Ms Follett: I rise on a point of order, Mr Speaker. I do not wish to prolong this needlessly, but I thought that under the standing orders leave was granted or it was not and that the question of timing was a separate issue.

MR SPEAKER: That is a valid consideration, and I will just put the question once again. Is leave granted?

Leave granted.

MR STEVENSON: The X-rated video industry, although most obvious in the Australian Capital Territory, is a problem which confronts all Australians. Whether we realise it or not, the effects of pornography and crime can touch any individual at any time.

I intend to show that vast profits are made from pornography, that its huge cash flow is highly attractive to organised crime figures, and that there is an interlinking web of companies and identities throughout Australia that are strongly connected to organised crime, particularly in the areas of drugs, prostitution and pornography.

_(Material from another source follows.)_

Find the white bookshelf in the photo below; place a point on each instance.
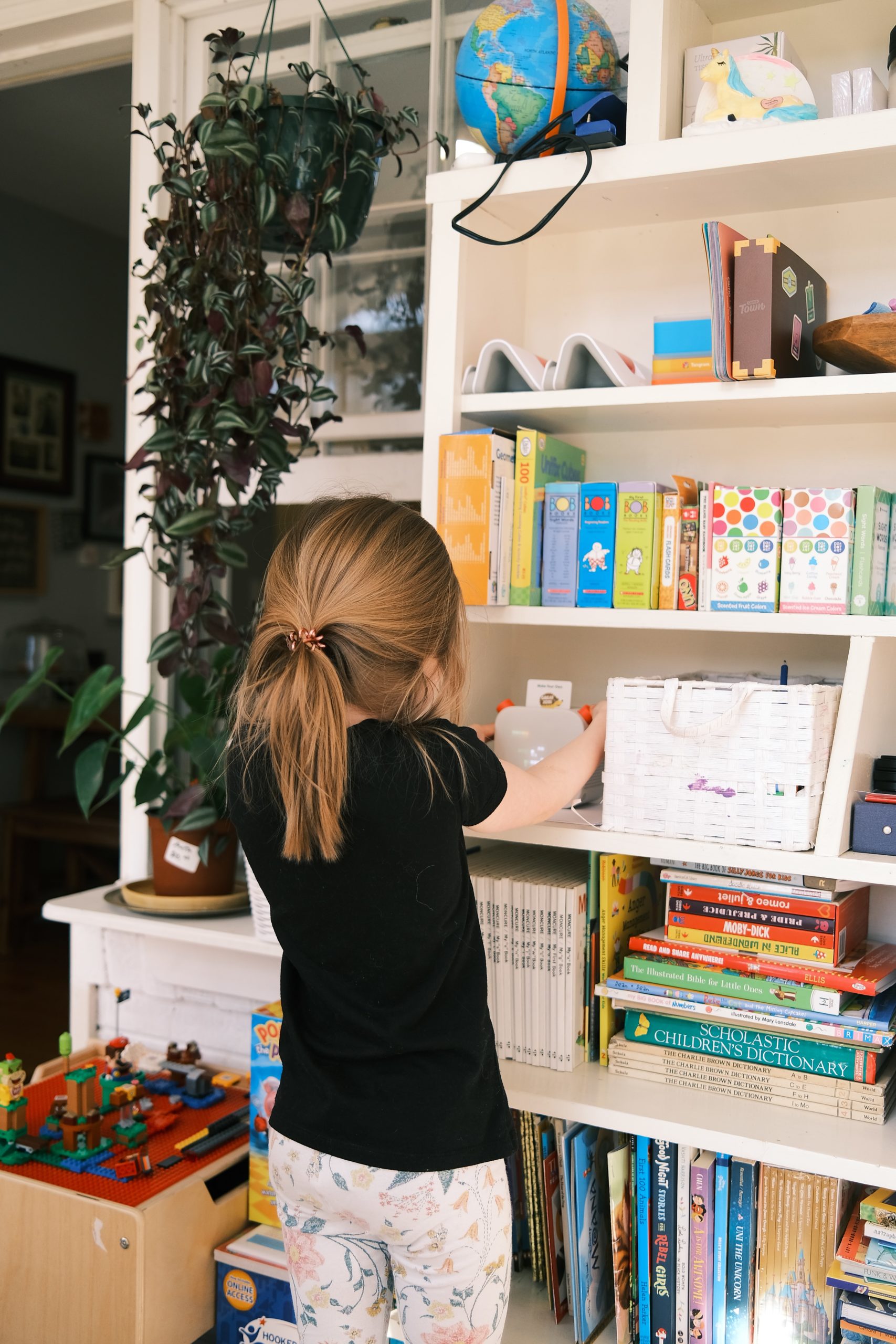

I intend to show that the X-rated video pornography industry is strongly linked with drugs, violence, fraud and corruption and that criminals have been protected and have been allowed to prosper because we have maintained the Australian Capital Territory as a safe house from which they can thumb their noses at the State laws which make their activities illegal. I intend to show that much of the impetus for the pornography industry in Australia has come from leading Mafia figures in the United States and that, further, there is a direct connection between the video trade in the ACT and organised crime in the United States.

The question that remains unanswered for many people throughout Australia is: Why have X-rated pornographic videos not been banned in the ACT when they are illegal in every single one of the States in Australia? It is a question that, I believe, will not be asked for very much longer.

I want to now describe the US organised crime connection. Though I have a great deal of information available, I have tried to be brief in giving a summary of the major porn dealers in the United States and Australia and the criminal activities and associations of both.

The first version of the pirate video market in Australia began in the 1970s with legal Betamax copies of porn videos being purchased in the US, sent to Australia and subsequently copied illegally and sold furtively in limited quantities throughout Australia.